Probing for sparse and fast variable selection with model-based boosting
Thomas, Janek, Hepp, Tobias, Mayr, Andreas, Bischl, Bernd
We present a new variable selection method based on model-based gradient boosting and randomly permuted variables. Model-based boosting is a tool to fit a statistical model while performing variable selection at the same time. A drawback of the fitting lies in the need of multiple model fits on slightly altered data (e.g. cross-validation or bootstrap) to find the optimal number of boosting iterations and prevent overfitting.

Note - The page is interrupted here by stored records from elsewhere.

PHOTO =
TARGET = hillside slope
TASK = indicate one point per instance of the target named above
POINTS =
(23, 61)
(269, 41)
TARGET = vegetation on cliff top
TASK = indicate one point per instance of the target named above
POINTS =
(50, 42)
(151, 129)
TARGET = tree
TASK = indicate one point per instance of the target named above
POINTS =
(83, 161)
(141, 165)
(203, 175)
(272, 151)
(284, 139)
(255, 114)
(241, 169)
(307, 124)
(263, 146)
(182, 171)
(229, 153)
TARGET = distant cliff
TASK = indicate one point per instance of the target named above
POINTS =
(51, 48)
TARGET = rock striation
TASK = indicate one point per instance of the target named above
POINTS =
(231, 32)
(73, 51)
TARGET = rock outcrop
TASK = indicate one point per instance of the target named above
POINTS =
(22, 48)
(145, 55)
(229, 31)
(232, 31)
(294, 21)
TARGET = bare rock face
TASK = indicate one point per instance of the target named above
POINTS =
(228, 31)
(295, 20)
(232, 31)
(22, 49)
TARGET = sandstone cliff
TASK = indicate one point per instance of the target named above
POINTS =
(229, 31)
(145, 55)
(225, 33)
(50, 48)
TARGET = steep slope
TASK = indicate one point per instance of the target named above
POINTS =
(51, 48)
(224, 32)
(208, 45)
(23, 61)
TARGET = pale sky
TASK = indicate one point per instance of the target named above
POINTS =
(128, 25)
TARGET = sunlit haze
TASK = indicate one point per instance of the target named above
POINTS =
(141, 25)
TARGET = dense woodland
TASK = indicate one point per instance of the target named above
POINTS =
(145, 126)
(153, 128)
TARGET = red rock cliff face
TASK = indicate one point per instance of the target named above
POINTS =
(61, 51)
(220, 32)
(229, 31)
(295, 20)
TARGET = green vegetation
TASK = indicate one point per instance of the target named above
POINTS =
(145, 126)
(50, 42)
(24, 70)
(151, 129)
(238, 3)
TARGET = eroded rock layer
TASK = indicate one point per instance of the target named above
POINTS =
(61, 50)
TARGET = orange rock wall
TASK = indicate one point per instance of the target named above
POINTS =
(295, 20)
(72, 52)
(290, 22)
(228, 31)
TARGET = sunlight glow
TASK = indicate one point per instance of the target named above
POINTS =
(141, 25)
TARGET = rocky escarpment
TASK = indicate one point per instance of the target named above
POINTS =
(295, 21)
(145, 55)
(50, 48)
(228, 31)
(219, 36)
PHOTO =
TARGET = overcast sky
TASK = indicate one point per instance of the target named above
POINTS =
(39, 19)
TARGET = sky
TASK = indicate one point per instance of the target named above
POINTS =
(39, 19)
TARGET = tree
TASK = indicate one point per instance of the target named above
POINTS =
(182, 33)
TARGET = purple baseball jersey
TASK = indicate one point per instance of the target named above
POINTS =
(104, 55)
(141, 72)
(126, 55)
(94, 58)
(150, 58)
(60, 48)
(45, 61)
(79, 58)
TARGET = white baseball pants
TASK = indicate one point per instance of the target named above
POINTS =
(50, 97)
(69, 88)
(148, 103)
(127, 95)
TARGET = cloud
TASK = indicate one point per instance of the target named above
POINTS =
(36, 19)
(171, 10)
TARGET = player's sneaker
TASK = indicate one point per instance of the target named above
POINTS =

In our proposed approach, we augment the data set with randomly permuted versions of the true variables, so called shadow variables, and stop the step-wise fitting as soon as such a variable would be added to the model. This allows variable selection in a single fit of the model without requiring further parameter tuning. We show that our probing approach can compete with state-of-the-art selection methods like stability selection in a high-dimensional classification benchmark and apply it on gene expression data for the estimation of riboflavin production of Bacillus subtilis.